1. Official Capacity Claims
To the extent that plaintiff seeks to bring his claims against defendants Det. Brace, Det. DiGiuseppe, and the John Doe defendants in their official capacities, this District has held that "'claims against municipal officers in their official capacities are really claims against the municipality and, thus, are redundant when the municipality is also named as a defendant.'" Wallikas v. Harder, 67 F. Supp. 2d 82, 83 (N.D.N.Y. Oct. 25, 1999) (citing Busby v. City of Orlando, 931 F.2d 764, 766 (11th Cir. 1991)). This is because "[t]he real party in interest in an official capacity suit is the governmental entity and not the named official." Booker v. Bd. of Educ., Baldwinsville Cent. Sch. Dist., 238 F. Supp. 2d 469 (N.D.N.Y. 2002) (citing Union Pac. R.R. v. Vill. of S. Barrington, 598 F. Supp. 1285 (N.D. Ill. 1997)). Moreover, this District has held that "'claims against municipal officers in their official capacities are really claims against the municipality and, thus, are redundant when the municipality is also named as a defendant." Wallikas v. Harder, 67 F. Supp. 2d 82, 83 (1999) (citing Busby v. City of Orlando, 931 F.2d 764, 766 (11th Cir. 1991)).
Because plaintiff appears to have commenced this action against the City of Albany and the individual defendants in their official capacities, it is recommended that plaintiff's Monell claims against the Det. Brace., Det. DiGiuseppe, and the John Doe defendants be dismissed with prejudice. Insofar as plaintiff attempts to bring the remaining claims in his amended complaint against the individual defendants in their official capacities, it is recommended that such claims be dismissed with prejudice because "[n]either a state nor one of its agencies nor an official of that agency sued in his or her official capacity is a 'person' under § 1983." Spencer v.

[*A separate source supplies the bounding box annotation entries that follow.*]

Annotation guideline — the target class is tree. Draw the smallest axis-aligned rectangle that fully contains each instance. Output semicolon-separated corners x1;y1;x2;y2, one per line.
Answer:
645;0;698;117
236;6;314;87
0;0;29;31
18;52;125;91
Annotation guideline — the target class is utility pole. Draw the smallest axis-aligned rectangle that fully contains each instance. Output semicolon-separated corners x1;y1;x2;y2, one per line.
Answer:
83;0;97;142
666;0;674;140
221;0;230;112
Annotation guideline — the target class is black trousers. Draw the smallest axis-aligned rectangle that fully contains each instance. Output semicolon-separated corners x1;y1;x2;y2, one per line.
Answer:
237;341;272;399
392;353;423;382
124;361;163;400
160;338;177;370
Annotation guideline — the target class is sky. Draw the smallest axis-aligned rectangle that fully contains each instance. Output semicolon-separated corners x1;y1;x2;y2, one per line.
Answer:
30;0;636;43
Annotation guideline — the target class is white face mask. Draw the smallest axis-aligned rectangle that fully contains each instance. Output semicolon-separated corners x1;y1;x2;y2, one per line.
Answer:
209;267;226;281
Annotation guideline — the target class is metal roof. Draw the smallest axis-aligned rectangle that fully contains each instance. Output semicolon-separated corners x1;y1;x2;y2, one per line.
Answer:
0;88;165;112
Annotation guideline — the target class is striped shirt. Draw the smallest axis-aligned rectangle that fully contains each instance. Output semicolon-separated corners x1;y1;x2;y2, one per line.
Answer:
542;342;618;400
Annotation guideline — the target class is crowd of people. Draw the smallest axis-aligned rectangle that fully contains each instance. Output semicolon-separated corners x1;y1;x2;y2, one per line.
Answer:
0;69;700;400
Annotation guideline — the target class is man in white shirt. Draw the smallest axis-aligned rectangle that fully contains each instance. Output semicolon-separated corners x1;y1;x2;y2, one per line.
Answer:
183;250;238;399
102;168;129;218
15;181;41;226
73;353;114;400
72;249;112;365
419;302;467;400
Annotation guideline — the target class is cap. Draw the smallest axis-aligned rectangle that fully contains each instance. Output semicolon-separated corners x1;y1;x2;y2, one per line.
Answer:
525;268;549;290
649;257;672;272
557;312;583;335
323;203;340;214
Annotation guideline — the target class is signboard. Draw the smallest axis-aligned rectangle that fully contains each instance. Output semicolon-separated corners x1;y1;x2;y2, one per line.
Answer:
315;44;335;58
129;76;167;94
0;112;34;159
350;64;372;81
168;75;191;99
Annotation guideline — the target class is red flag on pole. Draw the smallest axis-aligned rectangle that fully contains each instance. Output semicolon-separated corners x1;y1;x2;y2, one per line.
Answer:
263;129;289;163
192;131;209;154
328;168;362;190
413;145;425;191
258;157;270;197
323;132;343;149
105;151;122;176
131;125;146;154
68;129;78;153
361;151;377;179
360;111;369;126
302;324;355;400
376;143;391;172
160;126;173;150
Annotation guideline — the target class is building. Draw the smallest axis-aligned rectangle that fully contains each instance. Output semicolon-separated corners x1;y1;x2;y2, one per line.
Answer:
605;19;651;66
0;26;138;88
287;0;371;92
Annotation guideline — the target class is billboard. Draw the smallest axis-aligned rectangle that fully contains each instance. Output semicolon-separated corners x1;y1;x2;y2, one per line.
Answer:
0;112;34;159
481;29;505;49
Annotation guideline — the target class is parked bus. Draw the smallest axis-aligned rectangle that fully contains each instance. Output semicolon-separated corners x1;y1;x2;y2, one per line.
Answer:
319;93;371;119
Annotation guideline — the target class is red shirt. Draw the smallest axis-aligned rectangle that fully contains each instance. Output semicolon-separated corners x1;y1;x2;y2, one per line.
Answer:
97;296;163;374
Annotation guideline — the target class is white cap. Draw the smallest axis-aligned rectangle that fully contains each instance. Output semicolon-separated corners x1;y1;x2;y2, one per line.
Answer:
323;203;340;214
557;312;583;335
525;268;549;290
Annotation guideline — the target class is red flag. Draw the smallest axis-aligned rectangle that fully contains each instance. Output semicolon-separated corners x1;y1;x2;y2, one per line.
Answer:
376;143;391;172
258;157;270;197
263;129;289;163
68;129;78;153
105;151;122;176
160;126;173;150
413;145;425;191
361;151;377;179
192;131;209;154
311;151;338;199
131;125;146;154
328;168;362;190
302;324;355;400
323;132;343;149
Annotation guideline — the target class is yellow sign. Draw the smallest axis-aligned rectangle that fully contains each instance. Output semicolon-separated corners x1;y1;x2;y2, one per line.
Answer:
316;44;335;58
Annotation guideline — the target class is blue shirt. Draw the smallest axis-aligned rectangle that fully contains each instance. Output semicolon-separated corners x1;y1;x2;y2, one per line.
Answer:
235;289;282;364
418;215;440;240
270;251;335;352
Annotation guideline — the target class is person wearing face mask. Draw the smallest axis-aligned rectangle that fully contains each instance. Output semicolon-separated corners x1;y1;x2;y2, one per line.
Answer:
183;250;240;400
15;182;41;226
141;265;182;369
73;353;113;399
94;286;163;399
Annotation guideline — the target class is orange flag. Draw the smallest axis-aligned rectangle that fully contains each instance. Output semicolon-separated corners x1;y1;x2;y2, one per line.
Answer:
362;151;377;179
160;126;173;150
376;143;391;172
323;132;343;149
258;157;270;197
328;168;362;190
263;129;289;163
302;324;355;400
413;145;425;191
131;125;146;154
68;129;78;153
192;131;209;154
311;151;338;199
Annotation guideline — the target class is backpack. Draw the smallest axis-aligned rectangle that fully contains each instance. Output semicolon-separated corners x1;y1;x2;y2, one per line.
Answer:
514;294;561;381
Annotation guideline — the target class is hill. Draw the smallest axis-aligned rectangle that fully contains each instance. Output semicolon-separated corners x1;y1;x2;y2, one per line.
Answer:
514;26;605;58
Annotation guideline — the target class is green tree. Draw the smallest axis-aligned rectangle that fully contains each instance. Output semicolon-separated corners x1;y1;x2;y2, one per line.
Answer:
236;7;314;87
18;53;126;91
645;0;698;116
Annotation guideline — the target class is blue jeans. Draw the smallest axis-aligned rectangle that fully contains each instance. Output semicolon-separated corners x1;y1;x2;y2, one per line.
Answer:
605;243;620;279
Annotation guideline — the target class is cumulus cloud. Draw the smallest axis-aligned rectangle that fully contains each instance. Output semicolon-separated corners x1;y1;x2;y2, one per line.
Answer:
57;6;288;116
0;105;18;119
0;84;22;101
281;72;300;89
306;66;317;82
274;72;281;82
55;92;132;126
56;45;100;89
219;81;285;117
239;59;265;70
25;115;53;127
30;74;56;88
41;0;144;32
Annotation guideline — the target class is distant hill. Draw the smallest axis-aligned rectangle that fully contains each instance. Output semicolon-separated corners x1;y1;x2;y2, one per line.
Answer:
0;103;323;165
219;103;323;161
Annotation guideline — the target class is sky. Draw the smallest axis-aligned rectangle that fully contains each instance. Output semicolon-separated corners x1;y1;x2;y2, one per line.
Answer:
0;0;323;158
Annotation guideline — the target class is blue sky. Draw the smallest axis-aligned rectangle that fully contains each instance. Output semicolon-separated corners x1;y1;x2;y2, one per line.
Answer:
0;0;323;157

Doe, 139 F.3d 107, 111 (2d Cir. 1998) (citations omitted).
2. False Imprisonment and False Arrest
In Heck v. Humphrey, the Supreme Court of the United States created a jurisdictional prerequisite to civil suits brought under 42 U.S.C. § 1983:
[i]n order to recover damages for harm caused by actions whose
unlawfulness would render a conviction or sentence invalid, a § 1983 plaintiff must prove that the conviction or sentence has been reversed on direct appeal, expunged by executive order, declared invalid by a state tribunal authorized to make such determination, or called into question by a federal court's issuance for a writ of habeas corpus. A claim for damages bearing that relationship to a conviction or sentence that has not been so invalidated is not cognizant under § 1983.512 U.S. 477, 486-87 (1994) (emphasis in original).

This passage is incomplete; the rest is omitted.